Tofu and Veggie Burgers

Some schools have chicken and tuna salad in salad bars. Why not provide tofu or veggie burgers too? Tofu has been recognized and approved as a meat alternative by the USDA, and thus some schools may be able to provide tofu/veggie burgers. (Corn, soy, and black beans are approved ingredients often found in veggie burgers).8

Many schools do not yet offer tofu or veggie burgers for a few reasons. Schools go through a bidding process every year to choose what pre-approved foods to order.9 This makes it almost impossible to add new menu items mid-term. Cost is another limiting factor, especially if veggie burger recipes require non-commodity foods. Local school lunch officials sample and nutritionally analyze new items throughout the year to see if they think the taste will be accepted by the students, and if the items meet current USDA nutrition meal standards. Talk to your local foodservice directors and ask them to sample and nutritionally analyze tofu and veggie burger brands. Remember, the company must be big enough to be able to provide items in large volumes! At this rate, perhaps the future holds tofu crumbles in salad bars someday.

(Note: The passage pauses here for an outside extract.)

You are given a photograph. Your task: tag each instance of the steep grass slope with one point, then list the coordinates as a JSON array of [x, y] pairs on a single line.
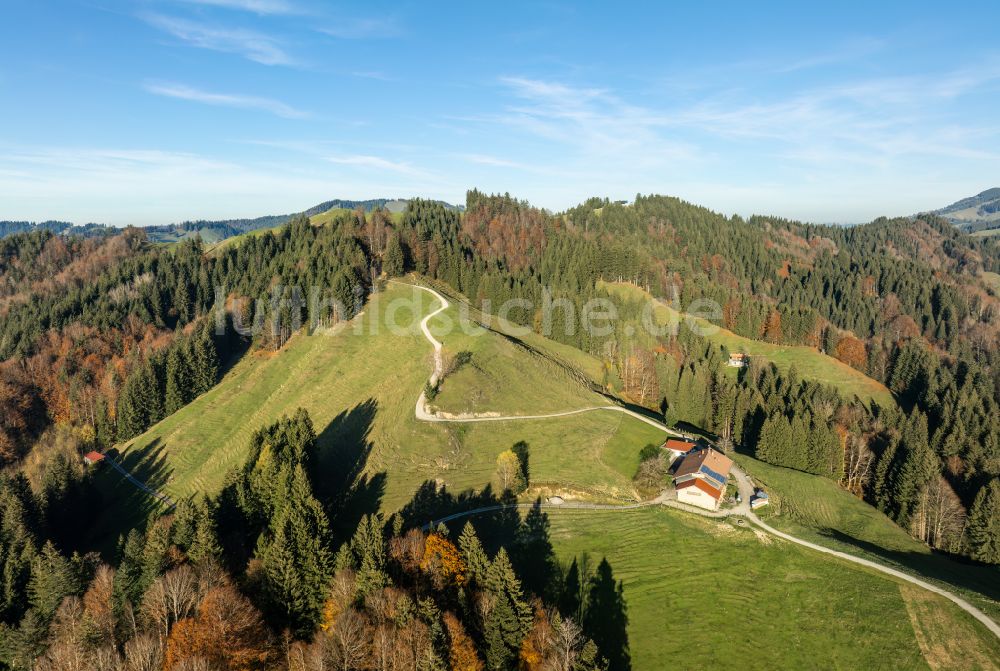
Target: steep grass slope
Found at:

How Can I Get a Salad Bar at my School?

Let's Move Salad Bars to Schools (LMSB2S), which launched in 2010 in support of the Let's Move campaign, donates salad bar equipment to schools using money from sponsors and donors. Their website provides a toolkit for parents and applications for school districts and administrators to help implement donated salad bars in their schools. The toolkit for parents provides information about USDA guidelines, benefits of school salad bars, and a letter of request to the school district to contact LMSB2S for a salad bar. For school districts and administrators, the webpage provides guidelines, supporting research, applications, and other documentation required by schools such as temperature retention tests.

If your school does not have a salad bar, it is time for the parents and children to show their interest! Visit the LMSB2S website for a letter of request, or talk to your local head of school nutrition to suggest getting a salad bar program started to increase lunch options for vegetarian students.

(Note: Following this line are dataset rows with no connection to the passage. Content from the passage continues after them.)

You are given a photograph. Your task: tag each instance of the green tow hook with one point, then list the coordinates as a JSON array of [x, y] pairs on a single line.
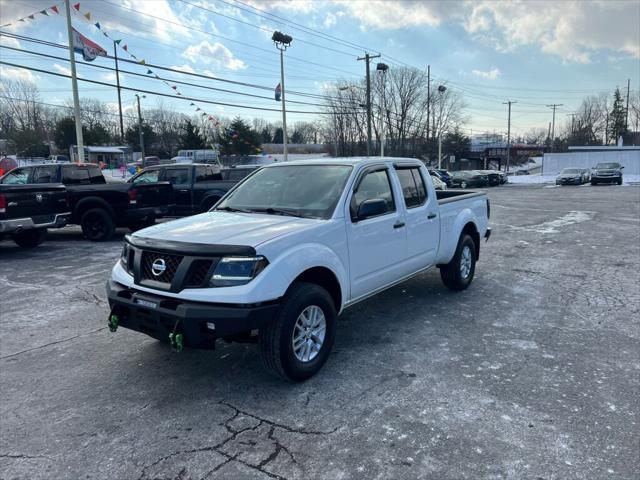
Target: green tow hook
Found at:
[[177, 341], [113, 322]]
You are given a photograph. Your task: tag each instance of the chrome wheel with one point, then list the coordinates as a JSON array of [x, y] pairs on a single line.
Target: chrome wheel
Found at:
[[465, 262], [308, 333]]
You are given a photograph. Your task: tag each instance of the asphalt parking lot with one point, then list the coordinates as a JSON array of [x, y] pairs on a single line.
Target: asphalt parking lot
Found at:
[[534, 372]]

1. "Salad Bar Procurement," The Lunch Box

2, 3. Melissa A. Rothstein, "Salad Bars in the National School Lunch Program," (USDA: 2013)

4, 5. "Evaluation of the Let's Move Salad Bars to Schools Initiative," (Gretchen Swanson Center for Nutrition: 2014)

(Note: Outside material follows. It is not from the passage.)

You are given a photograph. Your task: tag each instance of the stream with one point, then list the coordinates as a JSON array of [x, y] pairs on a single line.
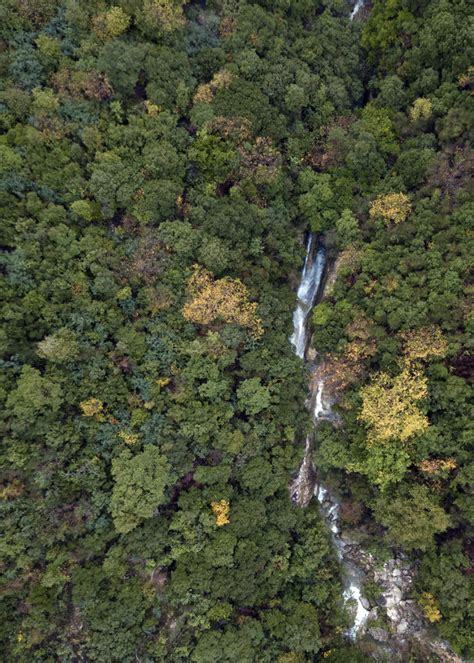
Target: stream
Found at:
[[401, 618], [309, 292]]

6. "Breakfast and Lunch Menus" (Baltimore City Public Schools: 2014)

7, 9. Cynthia Shea, Interview (Baltimore City Public Schools Salad Bar Program: 2014)

8. Electronic Code of Federal Regulations, Title 7: Agriculture, Part 210.10


Commodity Foods: Foods that the federal government has authority to purchase and distribute to state agencies and other organizations, including schools, for little cost.

All-You-Can-Eat: According to USDA's New Meal Pattern in Schools PDF, there is no maximum portion limit for fruits and vegetables in salad bars.

Salad Portion Size: A minimum portion size, enforced by a kitchen worker or cashier upon the time of purchase, is counted as a reimbursable meal. If the selected portion is under the minimum portion size, it is counted as a side/a la carte item. If salad bars are not all-you-can-eat (fruits and vegetables only), items from salad bars can be either pre-portioned, served with appropriately-sized utensils, or served by trained servers.

Reimbursable Meal: Meals that receive monetary reimbursement from the federal government, as long as they follow the USDA guidelines. Meals must include three of the five meal components (grain, milk, fruit, meat/meat alternate, vegetable), and one choice must be a fruit or vegetable. They must be within the minimum and maximum calorie range, and meet nutritional standards.

Foodservice Director: School staff member in charge of ordering, receiving, and managing school food and supplies.

Karen Leibowitz wrote this article while interning with The Vegetarian Resource Group.